BOJ chief expresses confidence in China's economy

(Xinhua) Updated: 2016-09-05 16:21

TOKYO - Bank of Japan (BOJ) Governor Haruhiko Kuroda said on Monday that the Chinese economy will keep growing steadily due to the positive measures taken by the government, while signaling his readiness to implement existing or yet-to-be-crafted measures to expand its monetary policy here in the face of growing market concerns.

The BOJ chief made the remarks here in Tokyo after delivering a speech regarding the expansion of the central bank's already massive stimulus program, amid mounting market concerns that the bank's monetary arsenal may be running out of ammunition.

On the Chinese economy, however, Kuroda said that for his and the bank's part, there was no sense of pessimism regarding the world's second-largest economy, and, unlike Japan's own economic situation, China's economy facing similar stagnation was highly unlikely.

He attributed China's economic growth and continued success to positive measures taken by the government to comprehensively increase domestic personal consumption and fixed asset investment, in a way that was simultaneously stable and sustainable.

Conversely, Japan's own economy essentially stalled in the April-June quarter, as the government's "Abenomics" economic policy mix failing to reverse the yen's appreciation, coupled with slumping exports, falling corporate investment and consumer spending, saw negligible growth in the quarter which largely missed economists' expectations.

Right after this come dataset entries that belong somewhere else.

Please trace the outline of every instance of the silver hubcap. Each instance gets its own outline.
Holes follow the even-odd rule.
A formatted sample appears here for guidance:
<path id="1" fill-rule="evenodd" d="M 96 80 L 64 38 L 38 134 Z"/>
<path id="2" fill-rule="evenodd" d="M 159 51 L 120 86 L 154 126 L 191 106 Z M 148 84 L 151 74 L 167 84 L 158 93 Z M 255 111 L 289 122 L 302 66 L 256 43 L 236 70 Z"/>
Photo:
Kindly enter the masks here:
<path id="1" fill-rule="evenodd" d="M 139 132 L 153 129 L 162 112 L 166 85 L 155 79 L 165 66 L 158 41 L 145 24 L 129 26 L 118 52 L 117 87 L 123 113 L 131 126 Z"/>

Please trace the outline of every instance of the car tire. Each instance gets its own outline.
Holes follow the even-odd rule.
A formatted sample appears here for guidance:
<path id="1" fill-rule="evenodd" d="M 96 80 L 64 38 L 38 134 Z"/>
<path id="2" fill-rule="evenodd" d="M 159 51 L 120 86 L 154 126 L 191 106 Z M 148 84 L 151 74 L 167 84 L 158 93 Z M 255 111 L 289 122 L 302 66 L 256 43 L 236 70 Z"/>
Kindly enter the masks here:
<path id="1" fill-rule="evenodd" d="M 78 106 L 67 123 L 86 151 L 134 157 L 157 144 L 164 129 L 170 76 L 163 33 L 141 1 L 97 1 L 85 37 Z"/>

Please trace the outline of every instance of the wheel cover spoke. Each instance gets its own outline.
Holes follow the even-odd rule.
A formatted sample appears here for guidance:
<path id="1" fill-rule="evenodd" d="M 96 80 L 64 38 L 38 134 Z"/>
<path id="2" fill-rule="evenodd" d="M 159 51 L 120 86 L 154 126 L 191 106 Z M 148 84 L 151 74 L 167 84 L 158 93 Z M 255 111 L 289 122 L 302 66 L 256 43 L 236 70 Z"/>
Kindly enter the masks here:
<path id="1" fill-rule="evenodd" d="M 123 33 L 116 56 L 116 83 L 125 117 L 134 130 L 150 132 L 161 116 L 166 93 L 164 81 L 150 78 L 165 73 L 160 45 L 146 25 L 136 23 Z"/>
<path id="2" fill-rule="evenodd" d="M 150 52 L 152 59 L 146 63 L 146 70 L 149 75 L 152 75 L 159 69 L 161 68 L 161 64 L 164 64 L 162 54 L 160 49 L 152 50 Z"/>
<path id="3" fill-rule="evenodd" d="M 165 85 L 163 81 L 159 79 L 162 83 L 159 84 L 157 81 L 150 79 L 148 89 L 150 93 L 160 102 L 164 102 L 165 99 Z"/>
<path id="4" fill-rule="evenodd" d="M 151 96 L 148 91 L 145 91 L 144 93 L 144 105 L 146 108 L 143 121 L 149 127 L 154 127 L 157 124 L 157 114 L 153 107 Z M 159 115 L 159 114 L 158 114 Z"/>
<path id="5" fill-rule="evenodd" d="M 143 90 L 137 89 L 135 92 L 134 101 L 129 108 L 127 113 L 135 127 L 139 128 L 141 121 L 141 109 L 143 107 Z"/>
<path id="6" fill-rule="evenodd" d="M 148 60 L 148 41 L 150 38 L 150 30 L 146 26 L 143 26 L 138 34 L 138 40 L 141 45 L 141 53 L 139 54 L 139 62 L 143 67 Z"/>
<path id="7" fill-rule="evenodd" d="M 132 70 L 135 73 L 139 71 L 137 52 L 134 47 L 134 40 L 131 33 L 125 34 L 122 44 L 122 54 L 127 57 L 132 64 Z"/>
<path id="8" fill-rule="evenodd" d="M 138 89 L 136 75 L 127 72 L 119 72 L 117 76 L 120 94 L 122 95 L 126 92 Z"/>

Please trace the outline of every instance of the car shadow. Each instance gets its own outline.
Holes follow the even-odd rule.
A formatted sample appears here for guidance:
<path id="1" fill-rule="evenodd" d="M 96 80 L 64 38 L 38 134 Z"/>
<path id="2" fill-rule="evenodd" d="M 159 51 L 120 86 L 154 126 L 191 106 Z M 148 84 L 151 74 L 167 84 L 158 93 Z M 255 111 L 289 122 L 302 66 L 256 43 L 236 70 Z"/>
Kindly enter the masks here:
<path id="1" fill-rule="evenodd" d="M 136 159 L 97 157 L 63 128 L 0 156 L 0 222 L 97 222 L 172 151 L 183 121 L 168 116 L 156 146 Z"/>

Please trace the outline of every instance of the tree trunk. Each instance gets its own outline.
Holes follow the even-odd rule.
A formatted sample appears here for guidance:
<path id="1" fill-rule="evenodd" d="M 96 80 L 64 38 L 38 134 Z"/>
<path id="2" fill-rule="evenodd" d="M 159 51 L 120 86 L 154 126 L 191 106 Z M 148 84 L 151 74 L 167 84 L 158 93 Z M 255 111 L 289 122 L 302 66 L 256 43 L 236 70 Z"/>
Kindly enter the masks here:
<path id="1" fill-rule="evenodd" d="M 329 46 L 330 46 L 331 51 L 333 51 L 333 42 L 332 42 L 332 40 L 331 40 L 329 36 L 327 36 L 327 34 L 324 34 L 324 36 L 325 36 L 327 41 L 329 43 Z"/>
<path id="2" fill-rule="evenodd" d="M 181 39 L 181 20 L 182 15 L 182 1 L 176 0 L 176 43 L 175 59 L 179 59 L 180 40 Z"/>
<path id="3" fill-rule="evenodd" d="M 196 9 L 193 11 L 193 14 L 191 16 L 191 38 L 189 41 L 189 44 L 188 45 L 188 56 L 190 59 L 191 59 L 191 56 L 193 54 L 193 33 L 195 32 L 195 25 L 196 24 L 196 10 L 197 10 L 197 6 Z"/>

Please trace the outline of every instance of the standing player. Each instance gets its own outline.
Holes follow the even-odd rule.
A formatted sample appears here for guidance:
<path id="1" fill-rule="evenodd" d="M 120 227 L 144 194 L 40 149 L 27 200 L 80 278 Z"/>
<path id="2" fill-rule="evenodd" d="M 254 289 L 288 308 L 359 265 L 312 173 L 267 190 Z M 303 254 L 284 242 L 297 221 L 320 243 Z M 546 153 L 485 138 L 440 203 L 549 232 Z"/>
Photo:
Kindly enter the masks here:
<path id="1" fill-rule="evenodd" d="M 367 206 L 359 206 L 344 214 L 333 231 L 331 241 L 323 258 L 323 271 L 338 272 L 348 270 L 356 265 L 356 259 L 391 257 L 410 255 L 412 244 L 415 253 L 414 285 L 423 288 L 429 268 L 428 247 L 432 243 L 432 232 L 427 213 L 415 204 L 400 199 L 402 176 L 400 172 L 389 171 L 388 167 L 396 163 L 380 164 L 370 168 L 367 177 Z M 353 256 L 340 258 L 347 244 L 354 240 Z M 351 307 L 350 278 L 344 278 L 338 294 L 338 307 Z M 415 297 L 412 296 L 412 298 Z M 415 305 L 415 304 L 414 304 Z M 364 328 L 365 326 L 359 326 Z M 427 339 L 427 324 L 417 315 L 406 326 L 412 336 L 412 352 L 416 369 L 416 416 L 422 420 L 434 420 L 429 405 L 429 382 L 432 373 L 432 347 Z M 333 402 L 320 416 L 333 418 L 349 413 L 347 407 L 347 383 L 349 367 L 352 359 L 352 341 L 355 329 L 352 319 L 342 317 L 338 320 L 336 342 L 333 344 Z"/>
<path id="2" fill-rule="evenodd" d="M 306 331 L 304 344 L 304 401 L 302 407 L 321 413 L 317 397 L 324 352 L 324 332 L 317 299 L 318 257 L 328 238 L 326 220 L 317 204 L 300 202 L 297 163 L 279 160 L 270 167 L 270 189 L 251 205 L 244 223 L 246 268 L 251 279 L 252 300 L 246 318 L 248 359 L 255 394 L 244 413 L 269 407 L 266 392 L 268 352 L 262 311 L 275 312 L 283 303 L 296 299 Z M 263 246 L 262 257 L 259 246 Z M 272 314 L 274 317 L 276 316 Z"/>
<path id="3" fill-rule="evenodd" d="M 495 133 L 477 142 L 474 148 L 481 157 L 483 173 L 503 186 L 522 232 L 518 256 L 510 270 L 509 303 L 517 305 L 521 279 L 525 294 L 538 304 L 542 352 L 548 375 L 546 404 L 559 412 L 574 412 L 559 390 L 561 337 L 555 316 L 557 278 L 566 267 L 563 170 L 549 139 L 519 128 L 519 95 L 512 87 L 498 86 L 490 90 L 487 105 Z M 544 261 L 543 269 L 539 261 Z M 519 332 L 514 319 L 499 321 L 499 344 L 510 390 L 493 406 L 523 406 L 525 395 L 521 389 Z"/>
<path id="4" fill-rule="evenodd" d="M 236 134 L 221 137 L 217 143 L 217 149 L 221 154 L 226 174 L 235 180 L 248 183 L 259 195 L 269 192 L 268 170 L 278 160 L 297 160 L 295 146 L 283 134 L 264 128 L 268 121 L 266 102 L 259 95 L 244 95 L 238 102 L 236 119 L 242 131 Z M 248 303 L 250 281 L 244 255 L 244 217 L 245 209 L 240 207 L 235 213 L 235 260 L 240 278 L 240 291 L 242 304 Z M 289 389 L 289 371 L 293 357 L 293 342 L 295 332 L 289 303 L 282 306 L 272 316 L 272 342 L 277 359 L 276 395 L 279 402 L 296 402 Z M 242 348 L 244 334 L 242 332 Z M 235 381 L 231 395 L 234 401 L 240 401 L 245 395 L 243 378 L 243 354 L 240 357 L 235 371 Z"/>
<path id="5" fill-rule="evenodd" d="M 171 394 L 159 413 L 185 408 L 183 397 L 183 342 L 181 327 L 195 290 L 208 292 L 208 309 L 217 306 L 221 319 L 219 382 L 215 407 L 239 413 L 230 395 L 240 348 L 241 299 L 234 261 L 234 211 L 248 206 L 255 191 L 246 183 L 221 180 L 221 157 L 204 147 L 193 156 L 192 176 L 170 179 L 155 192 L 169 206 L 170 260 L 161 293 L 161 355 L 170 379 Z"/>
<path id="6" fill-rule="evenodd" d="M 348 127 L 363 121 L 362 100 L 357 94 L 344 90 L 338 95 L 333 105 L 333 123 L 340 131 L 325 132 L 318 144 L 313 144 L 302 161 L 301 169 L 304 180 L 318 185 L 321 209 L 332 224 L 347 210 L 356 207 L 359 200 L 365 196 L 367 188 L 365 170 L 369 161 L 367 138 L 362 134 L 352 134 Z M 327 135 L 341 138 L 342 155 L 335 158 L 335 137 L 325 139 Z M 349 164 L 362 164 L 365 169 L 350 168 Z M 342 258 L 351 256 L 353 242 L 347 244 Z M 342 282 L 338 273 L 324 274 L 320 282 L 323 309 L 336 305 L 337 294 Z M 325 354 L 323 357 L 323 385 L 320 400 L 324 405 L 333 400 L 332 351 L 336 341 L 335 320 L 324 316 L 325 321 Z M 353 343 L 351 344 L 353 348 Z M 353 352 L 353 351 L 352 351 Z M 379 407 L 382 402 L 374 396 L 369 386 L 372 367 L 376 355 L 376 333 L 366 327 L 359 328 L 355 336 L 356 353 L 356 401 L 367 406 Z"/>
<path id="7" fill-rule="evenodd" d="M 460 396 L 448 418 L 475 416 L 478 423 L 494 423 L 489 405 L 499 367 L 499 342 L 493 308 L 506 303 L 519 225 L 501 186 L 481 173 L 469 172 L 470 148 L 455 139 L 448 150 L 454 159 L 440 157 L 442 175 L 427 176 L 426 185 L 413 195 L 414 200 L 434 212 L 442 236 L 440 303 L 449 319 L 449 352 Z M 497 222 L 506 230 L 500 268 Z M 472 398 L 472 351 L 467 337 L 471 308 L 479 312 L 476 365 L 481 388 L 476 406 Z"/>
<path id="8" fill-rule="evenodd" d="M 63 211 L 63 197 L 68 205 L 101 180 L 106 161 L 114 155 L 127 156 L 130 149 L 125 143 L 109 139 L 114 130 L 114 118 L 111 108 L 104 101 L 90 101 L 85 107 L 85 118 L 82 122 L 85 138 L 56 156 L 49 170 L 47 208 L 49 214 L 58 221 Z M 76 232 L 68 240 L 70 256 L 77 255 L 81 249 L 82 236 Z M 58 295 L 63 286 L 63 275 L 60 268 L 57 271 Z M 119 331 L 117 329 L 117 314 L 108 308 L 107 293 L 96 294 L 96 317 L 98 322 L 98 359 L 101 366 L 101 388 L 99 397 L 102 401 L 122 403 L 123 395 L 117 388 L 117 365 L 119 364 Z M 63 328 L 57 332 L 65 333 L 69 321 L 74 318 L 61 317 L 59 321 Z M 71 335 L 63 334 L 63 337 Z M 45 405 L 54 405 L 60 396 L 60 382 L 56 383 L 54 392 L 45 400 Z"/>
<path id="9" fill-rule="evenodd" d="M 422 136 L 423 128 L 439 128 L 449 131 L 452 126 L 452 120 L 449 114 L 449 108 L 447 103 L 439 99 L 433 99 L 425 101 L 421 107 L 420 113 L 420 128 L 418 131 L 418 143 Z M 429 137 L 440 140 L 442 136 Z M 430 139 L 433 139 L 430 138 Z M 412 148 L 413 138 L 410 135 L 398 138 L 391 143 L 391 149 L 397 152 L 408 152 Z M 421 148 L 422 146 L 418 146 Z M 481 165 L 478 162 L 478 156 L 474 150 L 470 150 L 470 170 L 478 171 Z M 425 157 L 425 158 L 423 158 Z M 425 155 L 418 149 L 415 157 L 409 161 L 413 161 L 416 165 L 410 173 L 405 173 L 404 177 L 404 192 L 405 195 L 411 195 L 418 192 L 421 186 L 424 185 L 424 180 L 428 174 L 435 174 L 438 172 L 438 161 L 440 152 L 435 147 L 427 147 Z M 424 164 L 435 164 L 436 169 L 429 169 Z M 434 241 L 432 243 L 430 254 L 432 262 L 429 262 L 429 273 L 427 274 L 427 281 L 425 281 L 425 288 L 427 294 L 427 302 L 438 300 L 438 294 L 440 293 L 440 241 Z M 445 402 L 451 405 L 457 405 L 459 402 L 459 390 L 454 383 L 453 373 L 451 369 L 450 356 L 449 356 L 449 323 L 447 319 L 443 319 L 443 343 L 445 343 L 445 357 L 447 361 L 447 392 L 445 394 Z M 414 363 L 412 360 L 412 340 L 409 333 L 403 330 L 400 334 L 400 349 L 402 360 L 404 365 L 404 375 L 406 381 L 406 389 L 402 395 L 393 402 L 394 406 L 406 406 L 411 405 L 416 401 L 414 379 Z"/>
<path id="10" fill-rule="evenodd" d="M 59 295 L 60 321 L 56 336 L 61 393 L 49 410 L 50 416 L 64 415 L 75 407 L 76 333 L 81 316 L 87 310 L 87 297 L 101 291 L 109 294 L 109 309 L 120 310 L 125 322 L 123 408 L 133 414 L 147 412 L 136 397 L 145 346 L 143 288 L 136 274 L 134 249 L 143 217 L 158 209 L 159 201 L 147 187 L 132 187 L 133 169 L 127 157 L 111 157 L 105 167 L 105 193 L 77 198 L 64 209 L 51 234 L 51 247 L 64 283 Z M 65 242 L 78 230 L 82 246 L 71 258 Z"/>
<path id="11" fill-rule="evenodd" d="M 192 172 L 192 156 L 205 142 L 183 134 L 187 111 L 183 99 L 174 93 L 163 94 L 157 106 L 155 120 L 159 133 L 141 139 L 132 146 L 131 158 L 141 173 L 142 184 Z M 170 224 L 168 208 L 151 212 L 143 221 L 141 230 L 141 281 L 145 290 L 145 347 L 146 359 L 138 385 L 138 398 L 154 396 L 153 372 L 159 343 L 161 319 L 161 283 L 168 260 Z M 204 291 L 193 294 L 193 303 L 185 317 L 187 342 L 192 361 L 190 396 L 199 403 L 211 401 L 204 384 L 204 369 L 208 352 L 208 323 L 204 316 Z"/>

The second quarter growth of Japan's economy came in less than median forecasts for between a 0.4 and a 0.7 percent expansion in the recording period, logging an annualized 0.2 percent in real terms, with the minimal growth coming on the heels of a revised 2 percent growth logged in the January-March quarter.

The weak figures have highlighted the issues the government here, under Prime Minister Shinzo Abe, is having in actualizing economic policies to reverse two decades of deflation and reinvigorate corporate and private spending, against a backdrop of a persistently strong yen, which continues to hamper the nation's key export sector, as prior and recent stimulus efforts have been ineffectual.

Pressure, thus, has been mounting on the BOJ to further expand its monetary policy and underpin the economy and market analysts widely believe that further measures will be unveiled by the central bank following its next policy meeting towards the end of this month.

Underscoring the fact that the BOJ will definitely not withdraw its current easing measures, Kuroda intimated Monday that the bank's decision to plunge its interest rate into negative territory may have impacted domestic banks' lending scope and dashed local and global sentiment towards the banking sector here, and suggested that other policy maneuvers remained on the table, although said there also remained ample room to deepen negative rates.

Not ruling out the costs of further easing, he added that the bank, if necessary, stood poised to take further drastic measures and has a range of policy options available to deploy to deal with any possible economic contingencies.

With the bank's lofty 2 percent inflation target remaining elusive and in light of the yen's persistent firmness ensuring exports remain pressured, and corporate profits not being translated into increased wages pummeling consumer and household spending as the nation tightens its purse strings, market analysts here believe the bank will likely further lower its rates, or increase its quantitative easing program this month, in bid to underpin Japan's moribund economy.